Medina Coura, porte 386 : au cœur d’un quartier populaire de Bamako construit sur la rive nord du fleuve Niger, dans une de ces rues qui ont un simple numéro en guise de nom, Ibrahima Sarr et l’équipe du BKO Quintet (BKO est le code IATA de l’aéroport de Bamako) répètent sans relâche depuis plusieurs semaines, en ce mois d’avril 2013. Il a fallu se rabattre sur le domicile du maître tambour malien, qui avait fait de son adresse le titre de son album paru en 2008, les locaux prévus n’étant plus disponibles depuis que l’état d’urgence a été décrété.
Dans quatre jours, le groupe doit décoller pour l’Europe et y effectuer sa première tournée de trente dates. Mais l’incertitude est à son paroxysme : les visas n’ont toujours pas été délivrés ! Heureusement, les précieux sésames finissent par arriver au dernier moment. «On revient de loin», dit aujourd’hui Aymeric Krol, cofondateur du groupe, en repensant à cet épisode de l’an dernier.
Quand il a posé le pied au Mali pour la première fois en 2001, alors qu’il avait à peine 18 ans, c’était pour assouvir sa passion des percussions africaines et se former «sur le terrain». Le jeune Français a trouvé en Ibrahima Sarr, une référence dans ce domaine, le professeur qu’il cherchait, dans une relation de «patronage», avec ses lois, ses contraintes. «Il y a une notion de soumission à une hiérarchie», ajoute-t-il.
Mais entre le djembefola et son élève, au fil des années, s’est développée la volonté de mener ensemble des projets et de conjuguer ainsi leurs expériences respectives, Aymeric Krol ayant entre-temps accompagné des artistes tels que le Béninois Peter Solo ou le Camerounais Erik Aliana. Une première tentative a lieu, très percussive. «Ça me plaisait beaucoup, mais j’avais envie de mélodies, de cordes», confie Aymeric.

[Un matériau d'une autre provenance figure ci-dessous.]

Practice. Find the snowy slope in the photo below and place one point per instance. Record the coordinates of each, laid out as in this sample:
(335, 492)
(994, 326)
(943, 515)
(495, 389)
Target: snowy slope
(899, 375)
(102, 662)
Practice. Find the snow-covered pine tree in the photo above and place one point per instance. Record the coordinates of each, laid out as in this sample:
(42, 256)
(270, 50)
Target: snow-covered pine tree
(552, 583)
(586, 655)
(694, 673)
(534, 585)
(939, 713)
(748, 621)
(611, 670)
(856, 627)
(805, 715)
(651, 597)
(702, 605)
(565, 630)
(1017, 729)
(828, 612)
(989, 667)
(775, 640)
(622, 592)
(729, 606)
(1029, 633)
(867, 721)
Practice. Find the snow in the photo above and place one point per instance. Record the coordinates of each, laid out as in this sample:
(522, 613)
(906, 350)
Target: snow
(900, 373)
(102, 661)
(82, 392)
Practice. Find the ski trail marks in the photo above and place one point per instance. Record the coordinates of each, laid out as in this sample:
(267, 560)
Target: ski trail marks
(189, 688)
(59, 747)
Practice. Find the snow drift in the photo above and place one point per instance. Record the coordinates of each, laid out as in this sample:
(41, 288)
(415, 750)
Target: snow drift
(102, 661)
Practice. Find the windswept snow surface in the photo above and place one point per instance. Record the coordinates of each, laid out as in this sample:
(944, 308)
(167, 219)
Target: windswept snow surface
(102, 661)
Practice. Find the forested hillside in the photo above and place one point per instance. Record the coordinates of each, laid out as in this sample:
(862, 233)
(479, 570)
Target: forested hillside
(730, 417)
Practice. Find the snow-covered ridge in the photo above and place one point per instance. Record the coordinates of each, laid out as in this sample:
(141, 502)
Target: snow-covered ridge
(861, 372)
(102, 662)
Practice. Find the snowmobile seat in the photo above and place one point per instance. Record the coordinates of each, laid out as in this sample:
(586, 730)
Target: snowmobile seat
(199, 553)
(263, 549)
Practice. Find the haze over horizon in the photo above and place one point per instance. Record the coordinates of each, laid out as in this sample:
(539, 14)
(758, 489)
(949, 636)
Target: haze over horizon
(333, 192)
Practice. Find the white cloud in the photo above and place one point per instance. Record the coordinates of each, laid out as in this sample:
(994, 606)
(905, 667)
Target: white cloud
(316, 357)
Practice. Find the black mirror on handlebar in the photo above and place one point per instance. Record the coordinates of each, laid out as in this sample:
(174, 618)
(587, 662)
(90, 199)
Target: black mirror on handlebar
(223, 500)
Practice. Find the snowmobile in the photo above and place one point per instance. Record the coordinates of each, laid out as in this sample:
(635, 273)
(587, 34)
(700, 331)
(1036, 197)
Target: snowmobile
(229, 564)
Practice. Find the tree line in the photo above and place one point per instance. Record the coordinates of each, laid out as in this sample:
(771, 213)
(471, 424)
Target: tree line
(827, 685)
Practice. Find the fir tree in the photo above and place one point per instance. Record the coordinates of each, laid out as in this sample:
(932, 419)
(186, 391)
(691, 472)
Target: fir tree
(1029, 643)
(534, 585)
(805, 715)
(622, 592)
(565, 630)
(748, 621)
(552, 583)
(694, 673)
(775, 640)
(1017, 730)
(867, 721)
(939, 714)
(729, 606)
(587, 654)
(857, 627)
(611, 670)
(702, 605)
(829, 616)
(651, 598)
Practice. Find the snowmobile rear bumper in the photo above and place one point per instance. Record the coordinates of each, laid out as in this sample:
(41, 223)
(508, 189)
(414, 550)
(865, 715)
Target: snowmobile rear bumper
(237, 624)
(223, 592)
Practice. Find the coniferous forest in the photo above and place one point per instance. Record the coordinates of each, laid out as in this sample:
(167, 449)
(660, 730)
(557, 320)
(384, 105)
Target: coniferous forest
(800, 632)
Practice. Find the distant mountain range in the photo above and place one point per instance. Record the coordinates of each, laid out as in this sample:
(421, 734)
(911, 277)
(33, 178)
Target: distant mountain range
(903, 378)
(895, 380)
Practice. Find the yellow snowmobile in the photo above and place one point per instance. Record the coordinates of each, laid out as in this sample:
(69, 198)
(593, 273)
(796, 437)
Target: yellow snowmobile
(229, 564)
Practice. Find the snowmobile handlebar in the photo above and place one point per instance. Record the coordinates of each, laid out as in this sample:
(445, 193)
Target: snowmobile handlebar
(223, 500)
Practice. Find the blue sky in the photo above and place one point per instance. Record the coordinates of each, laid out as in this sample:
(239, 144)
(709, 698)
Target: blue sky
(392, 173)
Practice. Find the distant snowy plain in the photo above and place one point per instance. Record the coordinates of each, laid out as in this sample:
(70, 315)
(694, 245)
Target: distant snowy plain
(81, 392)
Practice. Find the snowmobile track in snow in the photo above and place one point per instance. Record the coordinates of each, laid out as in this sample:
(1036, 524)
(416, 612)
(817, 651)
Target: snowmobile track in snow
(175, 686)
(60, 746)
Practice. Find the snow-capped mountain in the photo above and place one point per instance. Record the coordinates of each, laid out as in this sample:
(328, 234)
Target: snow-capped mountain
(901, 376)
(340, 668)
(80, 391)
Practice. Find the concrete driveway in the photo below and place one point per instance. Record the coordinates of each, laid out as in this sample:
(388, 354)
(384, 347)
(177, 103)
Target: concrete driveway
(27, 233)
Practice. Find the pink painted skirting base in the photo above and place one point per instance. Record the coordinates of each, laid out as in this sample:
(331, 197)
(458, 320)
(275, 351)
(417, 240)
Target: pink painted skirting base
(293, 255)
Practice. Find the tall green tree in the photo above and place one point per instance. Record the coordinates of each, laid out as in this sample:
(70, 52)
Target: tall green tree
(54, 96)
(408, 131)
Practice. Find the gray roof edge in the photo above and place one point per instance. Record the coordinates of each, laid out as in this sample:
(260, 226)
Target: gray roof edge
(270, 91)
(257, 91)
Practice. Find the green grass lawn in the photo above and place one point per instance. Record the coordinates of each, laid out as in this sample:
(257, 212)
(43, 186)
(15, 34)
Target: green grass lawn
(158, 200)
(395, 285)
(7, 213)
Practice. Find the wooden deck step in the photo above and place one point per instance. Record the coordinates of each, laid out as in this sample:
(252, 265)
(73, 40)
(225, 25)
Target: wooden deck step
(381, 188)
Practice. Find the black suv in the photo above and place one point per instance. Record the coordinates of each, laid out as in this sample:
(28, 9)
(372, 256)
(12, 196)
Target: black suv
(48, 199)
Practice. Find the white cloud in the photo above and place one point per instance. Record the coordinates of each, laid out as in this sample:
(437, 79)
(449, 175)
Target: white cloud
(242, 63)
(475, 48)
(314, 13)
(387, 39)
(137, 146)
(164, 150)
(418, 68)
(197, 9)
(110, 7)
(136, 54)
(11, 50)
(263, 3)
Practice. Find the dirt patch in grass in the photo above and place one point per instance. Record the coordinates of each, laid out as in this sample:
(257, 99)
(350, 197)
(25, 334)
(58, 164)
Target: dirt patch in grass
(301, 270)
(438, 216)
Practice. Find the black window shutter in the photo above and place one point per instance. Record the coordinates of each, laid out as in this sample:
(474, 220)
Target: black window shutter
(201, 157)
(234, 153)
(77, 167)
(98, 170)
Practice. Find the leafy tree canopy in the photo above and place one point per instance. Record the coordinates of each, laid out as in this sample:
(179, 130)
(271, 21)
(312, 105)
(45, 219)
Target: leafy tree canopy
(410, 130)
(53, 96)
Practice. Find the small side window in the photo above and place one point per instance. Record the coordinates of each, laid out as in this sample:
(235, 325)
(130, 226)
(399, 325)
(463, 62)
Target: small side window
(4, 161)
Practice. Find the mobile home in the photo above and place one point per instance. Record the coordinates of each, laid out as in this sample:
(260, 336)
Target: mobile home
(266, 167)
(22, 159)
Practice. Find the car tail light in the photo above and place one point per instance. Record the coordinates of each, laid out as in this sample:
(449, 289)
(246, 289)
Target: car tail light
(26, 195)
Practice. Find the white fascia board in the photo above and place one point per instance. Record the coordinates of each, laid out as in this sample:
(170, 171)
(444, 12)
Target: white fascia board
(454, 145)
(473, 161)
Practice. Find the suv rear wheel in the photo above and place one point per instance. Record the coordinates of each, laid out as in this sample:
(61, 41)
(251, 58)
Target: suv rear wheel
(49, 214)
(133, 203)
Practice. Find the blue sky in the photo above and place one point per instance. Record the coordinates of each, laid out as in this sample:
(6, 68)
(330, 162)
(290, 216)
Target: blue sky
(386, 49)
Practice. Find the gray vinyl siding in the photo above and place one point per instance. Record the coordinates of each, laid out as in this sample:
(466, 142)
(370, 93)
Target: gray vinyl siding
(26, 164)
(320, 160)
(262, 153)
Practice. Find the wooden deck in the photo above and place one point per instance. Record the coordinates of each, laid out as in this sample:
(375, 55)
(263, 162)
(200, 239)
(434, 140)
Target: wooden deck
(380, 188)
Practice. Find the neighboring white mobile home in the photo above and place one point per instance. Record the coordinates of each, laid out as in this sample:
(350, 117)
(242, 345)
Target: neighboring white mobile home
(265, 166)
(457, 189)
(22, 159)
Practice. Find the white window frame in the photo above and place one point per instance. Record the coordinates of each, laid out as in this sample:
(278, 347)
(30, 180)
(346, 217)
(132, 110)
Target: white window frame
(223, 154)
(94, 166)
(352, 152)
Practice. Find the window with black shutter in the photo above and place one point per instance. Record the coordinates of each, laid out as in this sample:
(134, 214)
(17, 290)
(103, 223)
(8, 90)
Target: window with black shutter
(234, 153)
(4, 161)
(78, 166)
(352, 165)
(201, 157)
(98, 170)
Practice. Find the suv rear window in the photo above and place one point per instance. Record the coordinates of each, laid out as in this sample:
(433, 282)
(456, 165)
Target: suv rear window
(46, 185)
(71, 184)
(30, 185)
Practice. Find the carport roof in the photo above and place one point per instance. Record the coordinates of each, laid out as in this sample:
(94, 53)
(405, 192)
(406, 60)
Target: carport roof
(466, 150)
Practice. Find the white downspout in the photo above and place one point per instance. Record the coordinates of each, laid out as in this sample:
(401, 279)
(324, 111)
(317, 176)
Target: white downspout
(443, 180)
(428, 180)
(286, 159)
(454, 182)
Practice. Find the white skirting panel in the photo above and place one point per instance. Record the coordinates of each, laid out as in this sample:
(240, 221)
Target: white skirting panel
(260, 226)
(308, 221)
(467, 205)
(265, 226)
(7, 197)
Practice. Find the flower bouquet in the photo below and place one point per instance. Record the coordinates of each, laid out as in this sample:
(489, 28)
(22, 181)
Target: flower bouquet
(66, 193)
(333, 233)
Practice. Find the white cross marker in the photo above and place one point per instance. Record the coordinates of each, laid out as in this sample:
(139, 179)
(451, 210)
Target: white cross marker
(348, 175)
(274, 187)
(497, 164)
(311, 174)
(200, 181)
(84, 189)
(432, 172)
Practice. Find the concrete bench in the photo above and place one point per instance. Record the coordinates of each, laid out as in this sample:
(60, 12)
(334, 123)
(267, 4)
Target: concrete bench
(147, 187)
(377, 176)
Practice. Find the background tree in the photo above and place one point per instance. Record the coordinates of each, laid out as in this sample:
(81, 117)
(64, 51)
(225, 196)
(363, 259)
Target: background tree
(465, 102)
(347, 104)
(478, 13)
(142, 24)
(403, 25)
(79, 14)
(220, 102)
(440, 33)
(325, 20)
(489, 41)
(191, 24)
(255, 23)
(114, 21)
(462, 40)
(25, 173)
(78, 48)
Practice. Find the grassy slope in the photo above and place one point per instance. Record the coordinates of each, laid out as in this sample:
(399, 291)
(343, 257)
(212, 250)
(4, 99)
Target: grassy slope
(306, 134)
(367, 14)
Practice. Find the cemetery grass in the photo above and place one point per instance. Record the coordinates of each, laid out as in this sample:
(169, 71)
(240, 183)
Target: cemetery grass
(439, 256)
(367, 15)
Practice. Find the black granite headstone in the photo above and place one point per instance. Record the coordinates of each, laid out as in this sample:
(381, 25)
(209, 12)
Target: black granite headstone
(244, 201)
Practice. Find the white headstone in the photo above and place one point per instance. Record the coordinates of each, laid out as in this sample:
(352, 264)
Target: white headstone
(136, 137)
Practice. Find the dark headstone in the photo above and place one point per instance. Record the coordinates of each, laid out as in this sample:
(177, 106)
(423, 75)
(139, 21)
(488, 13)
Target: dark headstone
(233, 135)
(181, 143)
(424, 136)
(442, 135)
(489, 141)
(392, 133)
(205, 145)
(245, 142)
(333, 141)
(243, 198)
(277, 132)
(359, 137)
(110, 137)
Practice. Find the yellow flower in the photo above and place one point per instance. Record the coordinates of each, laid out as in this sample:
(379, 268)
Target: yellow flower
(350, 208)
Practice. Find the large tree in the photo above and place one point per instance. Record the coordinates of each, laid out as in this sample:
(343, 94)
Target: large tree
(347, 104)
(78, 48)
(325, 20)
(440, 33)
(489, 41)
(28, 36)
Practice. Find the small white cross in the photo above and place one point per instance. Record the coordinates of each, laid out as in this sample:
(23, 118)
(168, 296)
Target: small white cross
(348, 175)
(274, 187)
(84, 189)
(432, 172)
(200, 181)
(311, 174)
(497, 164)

À leurs instruments, ils décident donc d’ajouter le djeli ngoni et le donso ngoni, en quelque sorte la guitare du griot et celle du chasseur. Une association inédite, celle de deux mondes traditionnels qui coexistent sans jamais se rencontrer. «Ils ont des structures musicales différentes. Les chants griotiques sont basés sur de grandes mélodies, des phrases longues, posées, comme quelque chose qui plane, avec des réponses en contre-chants, tandis que les ‘tournes’ donso, c’est de la transe.
Ça va tout droit, c’est du pentatonique», explique le Français. Lui joue sur une batterie hybride qu’il s’est constituée, afin de «respecter des sonorités traditionnelles tout en ajoutant certains éléments, comme une mini-caisse claire, pour amener des grooves plus compréhensibles par l’Occident». La formule a trouvé son mode de fonctionnement, inventé des passerelles, même s’il est en général «plus facile au djeli de s’adapter au donso».
Entre ses concerts sur le continent européen, durant l’été 2013, le groupe a profité des automatismes trouvés pour enregistrer son premier album, Bamako Today, dans un studio perdu au cœur du massif des Cévennes, dans le Sud de la France. En voisin, passant par là, le chanteur anglo-italien Piers Faccini s’est installé au micro et a sorti sa guitare lorsqu’il a entendu Donsolu. Sans être chasseur, ni griot, il valide par les faits les intentions du BKO Quintet de montrer que les univers parallèles peuvent se rencontrer.